One of my friends came to me the other day asking I could help out with the logic for printing a multiplication table out. Go back to those days in second grade when you were learning all the combinations of small numbers from 1 to 12 for multiplication products. That was a long time ago. Quick, what’s 7 times 9?
Anyway, printing out a multiplication table like this one isn’t too hard.
x 1 2 3 4 5
1 1 2 3 4 5
2 2 4 6 8 10
3 3 6 9 12 15
4 4 8 12 16 20
5 5 10 15 20 25
Let’s think of the logic behind this. In the first row, we have the X value, so it counts from 1 up to Xmax. In the first column, we have the Y value, so it counts from 1 up to Ymax. It is duly noted that the table only has a X listed, but that’s for simplicity, though there is a X and a Y, horizontal and vertical.
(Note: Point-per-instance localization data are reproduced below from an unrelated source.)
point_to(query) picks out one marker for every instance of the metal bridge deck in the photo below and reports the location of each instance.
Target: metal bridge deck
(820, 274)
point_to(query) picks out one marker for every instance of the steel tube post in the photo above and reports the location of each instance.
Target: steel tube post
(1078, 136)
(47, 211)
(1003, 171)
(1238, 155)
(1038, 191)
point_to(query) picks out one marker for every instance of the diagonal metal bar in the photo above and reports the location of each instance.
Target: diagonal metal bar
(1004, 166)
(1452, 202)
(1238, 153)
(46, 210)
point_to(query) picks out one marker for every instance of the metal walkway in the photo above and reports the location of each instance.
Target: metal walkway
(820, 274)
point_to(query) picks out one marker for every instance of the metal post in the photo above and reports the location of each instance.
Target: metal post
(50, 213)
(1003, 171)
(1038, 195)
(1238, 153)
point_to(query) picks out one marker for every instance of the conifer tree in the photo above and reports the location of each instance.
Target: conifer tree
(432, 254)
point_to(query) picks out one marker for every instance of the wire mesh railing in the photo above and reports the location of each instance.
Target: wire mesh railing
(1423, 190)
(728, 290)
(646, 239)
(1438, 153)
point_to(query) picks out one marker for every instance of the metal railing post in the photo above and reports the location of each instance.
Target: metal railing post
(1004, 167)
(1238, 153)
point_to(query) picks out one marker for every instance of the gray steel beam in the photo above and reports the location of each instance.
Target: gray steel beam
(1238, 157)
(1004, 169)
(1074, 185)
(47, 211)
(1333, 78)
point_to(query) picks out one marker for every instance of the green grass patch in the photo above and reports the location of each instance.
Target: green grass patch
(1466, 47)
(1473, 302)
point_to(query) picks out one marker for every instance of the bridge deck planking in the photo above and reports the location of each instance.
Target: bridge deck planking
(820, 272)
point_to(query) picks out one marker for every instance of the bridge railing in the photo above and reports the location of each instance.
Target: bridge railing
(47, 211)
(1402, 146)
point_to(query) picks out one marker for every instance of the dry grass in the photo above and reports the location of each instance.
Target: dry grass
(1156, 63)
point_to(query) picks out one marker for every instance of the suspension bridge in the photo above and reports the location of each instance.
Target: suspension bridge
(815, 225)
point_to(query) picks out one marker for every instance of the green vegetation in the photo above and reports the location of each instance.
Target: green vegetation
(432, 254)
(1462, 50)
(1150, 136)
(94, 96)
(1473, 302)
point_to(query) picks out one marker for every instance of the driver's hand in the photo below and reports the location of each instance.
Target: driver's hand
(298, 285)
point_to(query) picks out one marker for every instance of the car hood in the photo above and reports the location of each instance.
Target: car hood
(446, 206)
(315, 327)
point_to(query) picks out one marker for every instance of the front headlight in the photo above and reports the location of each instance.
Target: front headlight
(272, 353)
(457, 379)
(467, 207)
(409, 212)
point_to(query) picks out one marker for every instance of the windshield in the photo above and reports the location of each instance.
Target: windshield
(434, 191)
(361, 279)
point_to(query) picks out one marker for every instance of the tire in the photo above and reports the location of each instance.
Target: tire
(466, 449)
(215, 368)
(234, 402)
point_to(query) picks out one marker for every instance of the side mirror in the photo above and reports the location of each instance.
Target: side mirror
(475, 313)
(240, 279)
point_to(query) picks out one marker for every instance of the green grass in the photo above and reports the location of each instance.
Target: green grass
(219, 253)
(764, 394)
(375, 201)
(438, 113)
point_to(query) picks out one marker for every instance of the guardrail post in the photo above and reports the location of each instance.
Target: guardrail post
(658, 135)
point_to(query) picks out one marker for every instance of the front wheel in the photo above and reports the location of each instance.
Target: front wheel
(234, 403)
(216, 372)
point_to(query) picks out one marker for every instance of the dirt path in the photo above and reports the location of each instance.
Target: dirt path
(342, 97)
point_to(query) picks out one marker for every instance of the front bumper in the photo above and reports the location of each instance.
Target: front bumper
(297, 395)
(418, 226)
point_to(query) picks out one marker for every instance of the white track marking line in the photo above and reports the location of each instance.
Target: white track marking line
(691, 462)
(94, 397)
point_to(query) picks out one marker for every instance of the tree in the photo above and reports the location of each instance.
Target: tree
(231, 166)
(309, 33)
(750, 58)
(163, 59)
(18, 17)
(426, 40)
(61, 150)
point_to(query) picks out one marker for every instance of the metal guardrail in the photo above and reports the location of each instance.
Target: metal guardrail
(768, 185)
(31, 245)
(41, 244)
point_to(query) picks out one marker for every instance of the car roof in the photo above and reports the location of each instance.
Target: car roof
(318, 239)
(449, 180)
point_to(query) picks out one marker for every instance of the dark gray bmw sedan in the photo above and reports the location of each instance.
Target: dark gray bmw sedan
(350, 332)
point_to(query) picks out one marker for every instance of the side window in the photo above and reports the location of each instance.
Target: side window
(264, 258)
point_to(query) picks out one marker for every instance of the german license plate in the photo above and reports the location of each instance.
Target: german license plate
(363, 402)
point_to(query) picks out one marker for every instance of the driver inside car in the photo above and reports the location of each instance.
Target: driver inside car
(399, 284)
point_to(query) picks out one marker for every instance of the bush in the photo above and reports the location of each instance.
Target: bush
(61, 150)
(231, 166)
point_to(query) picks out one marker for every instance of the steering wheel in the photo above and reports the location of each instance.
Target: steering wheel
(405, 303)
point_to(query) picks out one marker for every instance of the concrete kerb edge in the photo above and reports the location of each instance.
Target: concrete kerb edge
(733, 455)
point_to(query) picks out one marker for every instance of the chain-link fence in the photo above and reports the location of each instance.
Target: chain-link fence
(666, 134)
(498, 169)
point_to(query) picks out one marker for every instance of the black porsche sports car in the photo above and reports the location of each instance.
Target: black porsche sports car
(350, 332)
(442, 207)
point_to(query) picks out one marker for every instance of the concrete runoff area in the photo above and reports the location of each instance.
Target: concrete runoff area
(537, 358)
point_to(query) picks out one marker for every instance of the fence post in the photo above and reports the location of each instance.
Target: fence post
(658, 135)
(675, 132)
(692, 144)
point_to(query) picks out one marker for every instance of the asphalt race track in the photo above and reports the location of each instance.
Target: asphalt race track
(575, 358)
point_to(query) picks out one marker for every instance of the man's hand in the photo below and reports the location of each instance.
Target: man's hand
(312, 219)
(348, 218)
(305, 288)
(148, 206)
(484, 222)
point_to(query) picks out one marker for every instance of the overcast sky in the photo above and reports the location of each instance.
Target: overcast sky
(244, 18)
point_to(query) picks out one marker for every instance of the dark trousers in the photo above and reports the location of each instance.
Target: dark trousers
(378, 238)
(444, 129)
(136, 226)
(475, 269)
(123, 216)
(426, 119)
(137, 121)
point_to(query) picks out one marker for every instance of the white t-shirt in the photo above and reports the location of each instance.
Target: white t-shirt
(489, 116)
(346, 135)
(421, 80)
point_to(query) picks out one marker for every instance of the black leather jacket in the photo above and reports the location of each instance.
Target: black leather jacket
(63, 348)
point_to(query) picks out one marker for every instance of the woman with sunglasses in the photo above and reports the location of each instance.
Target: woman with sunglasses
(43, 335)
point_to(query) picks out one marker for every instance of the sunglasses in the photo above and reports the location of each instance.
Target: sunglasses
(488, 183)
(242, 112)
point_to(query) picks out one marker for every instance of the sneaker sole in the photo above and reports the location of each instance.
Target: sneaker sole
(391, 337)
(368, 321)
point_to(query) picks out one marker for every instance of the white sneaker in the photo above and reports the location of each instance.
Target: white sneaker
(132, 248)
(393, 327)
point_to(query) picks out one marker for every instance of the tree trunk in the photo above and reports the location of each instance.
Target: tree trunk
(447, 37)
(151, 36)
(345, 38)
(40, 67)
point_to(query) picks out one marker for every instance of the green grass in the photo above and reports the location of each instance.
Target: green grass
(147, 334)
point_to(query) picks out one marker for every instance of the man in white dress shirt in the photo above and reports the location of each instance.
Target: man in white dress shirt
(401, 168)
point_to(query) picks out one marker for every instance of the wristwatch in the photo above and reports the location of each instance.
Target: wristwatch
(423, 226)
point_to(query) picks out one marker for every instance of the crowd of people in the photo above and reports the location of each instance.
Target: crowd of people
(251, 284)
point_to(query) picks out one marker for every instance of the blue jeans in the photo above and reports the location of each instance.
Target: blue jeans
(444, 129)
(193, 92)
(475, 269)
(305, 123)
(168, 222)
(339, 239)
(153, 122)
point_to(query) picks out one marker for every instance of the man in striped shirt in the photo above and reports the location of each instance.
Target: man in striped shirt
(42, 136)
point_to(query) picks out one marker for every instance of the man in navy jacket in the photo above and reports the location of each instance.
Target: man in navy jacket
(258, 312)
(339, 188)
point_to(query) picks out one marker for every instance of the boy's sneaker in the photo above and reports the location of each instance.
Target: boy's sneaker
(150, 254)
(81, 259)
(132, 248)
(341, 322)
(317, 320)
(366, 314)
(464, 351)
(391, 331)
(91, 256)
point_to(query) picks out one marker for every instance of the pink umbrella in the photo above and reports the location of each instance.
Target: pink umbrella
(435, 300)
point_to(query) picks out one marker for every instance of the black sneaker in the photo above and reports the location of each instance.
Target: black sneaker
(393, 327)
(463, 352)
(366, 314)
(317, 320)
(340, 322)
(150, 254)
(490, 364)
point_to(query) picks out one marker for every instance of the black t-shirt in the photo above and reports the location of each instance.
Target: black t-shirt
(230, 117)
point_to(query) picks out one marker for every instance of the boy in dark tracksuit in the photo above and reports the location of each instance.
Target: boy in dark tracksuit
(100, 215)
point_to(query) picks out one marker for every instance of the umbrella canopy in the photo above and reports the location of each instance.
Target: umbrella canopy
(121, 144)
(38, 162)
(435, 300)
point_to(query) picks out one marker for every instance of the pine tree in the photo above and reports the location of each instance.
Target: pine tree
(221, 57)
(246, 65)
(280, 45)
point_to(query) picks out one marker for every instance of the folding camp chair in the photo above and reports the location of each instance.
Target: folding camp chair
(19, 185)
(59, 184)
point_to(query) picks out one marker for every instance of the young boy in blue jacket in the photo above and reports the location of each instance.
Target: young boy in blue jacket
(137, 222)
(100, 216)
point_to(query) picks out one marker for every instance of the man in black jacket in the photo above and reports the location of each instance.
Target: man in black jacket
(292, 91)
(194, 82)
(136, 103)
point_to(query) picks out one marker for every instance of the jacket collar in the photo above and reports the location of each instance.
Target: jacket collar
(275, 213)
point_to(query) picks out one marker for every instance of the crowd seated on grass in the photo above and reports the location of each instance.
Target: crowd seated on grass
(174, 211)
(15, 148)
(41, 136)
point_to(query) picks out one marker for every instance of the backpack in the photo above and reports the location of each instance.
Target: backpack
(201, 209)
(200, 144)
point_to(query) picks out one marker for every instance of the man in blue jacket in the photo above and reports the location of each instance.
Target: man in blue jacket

In the next row, where X is 1 and Y is 1, we have simple multiplication, 1 times 1, so the value is 1. In the second row and column we have the same numbers as the first row and column because of that by 1 multiplication. Now, we’ll take a look at some code.
public static String getNumber(int i, int j) {
int value = i * j;
if ( i == 0 ) {
value = (i+1) * j;
} else if ( j == 0 ) {
value = i * (j+1);
}
if ( i == 0 && j == 0 ) return "x";
else return value+"";
}
So let’s break this down. You have a value
which is obvious in its purpose: it’s the resultant multiplication of some row and some column. Then things get complicated. Since we’re, what? Either computer scientists or insane, we count from zero. Counting from zero makes us think about out logic.
If you’re in the first row, you’ll need to print out what would be the next row. What? Imagine you’re making a table for 5 by 5. You’ll need 1 2 3 4 5
. How do you get that? You multiply the column value by 1. But you only want this to happen naturally in the first row (which is actually the zeroth row by our zero-count). And we’ll need the same for the columns going down. So that’s what happens in that first if-else-if stack. If i
or j
is 0, then it will be temporarily incremented by 1 and it’ll print out the proper rows.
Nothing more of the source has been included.